Investigating the deformability of grouted rock mass under static and dynamic loading conditions

Abstract

One of the remedial techniques to strengthen fractured rock mass is the grouting method. There are several direct and indirect methods to investigate the mechanical properties of a fractured rock mass. Among other indirect numerical methods, the discrete fracture network-discrete element method (DFN-DEM) encompasses a more realistic fracture pattern and takes into account the mechanical properties of both intact and rock joints and their interactions. A sensitivity analysis on the effect of joint stiffness ratios (JKn/JKs) and grouting grades with water-to-cement (W:C) ratios of 1:1 and 2:1 on different DFN realizations with different sizes and in various directions were conducted. The deformability moduli of natural and grouted models and representative elementary volume (REV) of models were approximated under static and dynamic loadings. The results show that, in natural and grouted models, the effects of the considered JKn/JKs ratios on the deformability moduli in different geographical directions are smaller than 15%. If models are subjected to dynamic loading, horizontal moduli are increased by 25% compared to static loading, while in grouted models, they do not vary significantly. Under static loading and grouted models with a W:C ratio of 1:1 slurry, the maximum and minimum horizontal deformability moduli are recorded in the NW-SE and NE-SW directions with improvement rates of 103% and 54%, respectively.
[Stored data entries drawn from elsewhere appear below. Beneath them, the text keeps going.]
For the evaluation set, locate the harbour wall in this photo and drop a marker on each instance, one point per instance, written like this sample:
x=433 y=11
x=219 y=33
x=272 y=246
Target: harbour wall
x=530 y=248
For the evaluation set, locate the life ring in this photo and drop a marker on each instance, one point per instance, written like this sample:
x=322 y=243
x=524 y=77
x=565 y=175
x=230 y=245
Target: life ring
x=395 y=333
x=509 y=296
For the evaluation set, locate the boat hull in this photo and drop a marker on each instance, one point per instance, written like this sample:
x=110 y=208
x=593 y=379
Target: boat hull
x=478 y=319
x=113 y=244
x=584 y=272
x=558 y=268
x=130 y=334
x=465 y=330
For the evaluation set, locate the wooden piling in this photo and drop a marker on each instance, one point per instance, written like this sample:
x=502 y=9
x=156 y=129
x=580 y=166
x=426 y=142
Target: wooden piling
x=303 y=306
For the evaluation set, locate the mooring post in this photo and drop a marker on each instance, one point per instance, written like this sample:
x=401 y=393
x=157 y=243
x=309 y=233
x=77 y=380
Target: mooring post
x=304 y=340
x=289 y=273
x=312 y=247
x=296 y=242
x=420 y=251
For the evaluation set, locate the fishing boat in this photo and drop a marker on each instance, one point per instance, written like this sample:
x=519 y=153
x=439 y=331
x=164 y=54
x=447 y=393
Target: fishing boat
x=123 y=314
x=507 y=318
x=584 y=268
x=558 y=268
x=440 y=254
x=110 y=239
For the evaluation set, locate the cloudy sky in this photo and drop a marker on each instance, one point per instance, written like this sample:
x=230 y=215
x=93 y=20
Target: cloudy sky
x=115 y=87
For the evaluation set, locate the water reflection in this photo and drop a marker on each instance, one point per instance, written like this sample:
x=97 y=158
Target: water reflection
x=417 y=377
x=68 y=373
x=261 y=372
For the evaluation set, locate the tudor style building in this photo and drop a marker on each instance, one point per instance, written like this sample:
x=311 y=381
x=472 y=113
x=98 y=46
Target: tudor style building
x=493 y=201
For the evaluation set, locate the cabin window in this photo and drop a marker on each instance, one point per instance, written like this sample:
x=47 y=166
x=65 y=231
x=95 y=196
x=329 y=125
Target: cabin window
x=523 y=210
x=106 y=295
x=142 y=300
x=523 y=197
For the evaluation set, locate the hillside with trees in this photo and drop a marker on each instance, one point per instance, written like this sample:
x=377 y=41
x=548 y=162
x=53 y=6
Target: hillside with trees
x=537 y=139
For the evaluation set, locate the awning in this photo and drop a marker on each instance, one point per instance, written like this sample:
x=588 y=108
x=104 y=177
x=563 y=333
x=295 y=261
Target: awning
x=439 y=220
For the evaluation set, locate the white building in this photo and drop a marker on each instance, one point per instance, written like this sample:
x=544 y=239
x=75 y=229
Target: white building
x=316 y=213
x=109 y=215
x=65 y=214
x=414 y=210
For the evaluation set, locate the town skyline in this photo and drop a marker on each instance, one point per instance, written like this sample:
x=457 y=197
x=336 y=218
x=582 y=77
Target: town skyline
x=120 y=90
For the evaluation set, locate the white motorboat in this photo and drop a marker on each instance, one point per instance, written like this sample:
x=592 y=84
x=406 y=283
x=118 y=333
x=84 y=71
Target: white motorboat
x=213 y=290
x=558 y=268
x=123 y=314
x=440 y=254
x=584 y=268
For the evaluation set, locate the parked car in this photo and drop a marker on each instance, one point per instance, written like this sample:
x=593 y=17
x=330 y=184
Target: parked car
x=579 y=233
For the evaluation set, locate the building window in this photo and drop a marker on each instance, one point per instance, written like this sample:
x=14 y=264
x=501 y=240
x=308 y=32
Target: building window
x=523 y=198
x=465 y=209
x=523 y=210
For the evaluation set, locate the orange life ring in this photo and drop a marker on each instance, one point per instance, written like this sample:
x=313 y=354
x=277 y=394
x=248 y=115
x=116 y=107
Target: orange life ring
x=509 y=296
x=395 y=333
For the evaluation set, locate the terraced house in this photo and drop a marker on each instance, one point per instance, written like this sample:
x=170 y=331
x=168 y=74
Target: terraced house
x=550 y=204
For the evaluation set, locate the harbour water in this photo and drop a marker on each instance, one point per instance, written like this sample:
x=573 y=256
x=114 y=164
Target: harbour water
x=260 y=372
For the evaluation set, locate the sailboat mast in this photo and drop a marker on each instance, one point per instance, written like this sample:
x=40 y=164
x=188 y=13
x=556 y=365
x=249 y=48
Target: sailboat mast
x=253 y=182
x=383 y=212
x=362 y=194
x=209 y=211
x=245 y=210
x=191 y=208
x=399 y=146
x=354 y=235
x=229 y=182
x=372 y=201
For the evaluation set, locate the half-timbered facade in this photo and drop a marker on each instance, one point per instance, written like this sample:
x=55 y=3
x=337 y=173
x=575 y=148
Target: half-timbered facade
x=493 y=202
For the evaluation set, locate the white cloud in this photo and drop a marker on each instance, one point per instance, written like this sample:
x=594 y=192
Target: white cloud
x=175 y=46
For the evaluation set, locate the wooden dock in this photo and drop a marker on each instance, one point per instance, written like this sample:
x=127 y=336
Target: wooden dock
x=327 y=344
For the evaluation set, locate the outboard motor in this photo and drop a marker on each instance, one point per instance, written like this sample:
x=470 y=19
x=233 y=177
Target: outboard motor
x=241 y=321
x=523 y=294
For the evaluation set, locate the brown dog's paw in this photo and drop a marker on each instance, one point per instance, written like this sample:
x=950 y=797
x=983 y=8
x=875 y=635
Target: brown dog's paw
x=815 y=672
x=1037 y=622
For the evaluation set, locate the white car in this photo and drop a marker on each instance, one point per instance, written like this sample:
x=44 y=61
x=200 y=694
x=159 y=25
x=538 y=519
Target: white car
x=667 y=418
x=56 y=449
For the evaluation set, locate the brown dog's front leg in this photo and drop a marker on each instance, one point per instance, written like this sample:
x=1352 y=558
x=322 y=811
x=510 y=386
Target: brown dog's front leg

However, in grouting with diluted slurry, the improvement ratios in almost all directions are 105% and 60% in the horizontal and vertical deformability moduli, respectively. This condition is also seen under dynamic loading, and weak grout has a better improvement ratio compared to the strong slurry. Grouting causes a decrease in the anisotropy of deformability moduli, particularly under dynamic loading.